Kulanu stays in Knesset; Gesher out

The three exit polls found that Kulanu narrowly passed the 3.25% electoral threshold, while Gesher did not.

Gesher chair Orly Levy-Abekasis gestures during a speech launching her party's campaign, March 3rd, 2019 (photo credit: AVSHALOM SASSONI/ MAARIV)
Gesher chair Orly Levy-Abekasis gestures during a speech launching her party's campaign, March 3rd, 2019
(photo credit: AVSHALOM SASSONI/ MAARIV)
One socioeconomic party will remain in the Knesset while the other will be on the outside looking in, according to exit polls broadcast on Tuesday night.
The three exit polls found that Kulanu narrowly passed the 3.25% electoral threshold, while Gesher did not.
Finance Minister Moshe Kahlon sent a message to supporters of his Kulanu Party earlier Tuesday, pleading with them to vote and to enable him to remain in charge of the Treasury. Kahlon said that other parties could afford to lose a seat or two. But if his party did not have enough support, he would be unlikely to keep his plum post.

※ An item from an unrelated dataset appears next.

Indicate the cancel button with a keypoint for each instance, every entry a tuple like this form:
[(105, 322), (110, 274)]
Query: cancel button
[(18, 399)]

“We are in the moment of truth,” Kahlon said. “It is not a game. We could wake up tomorrow with a merciless government that lacks socioeconomic sensitivity and does not care about senior citizens, the handicapped or the young families.”
Kahlon said Kulanu helped young families by subsidizing a longer school day, nursery school education and special saving funds for each child.
“All of these things are in danger,” Kahlon warned. “If Kulanu is not strong enough, all of these things will be canceled. That is why I ask you at the last moment to go out and vote and bring your friends and family. Every vote could make a difference in enabling me to remain finance minister.”
Kahlon started his morning in the poor Hadera neighborhood of Givat Olga, where he said he recalled that his late mother told him never to forget where he came from.
Gesher leader Orly Levy-Abecassis received a blessing from her father, former foreign minister David Levy, in her childhood home in Beit She’an before voting with her children near her home in the nearby Kibbutz Reshafim.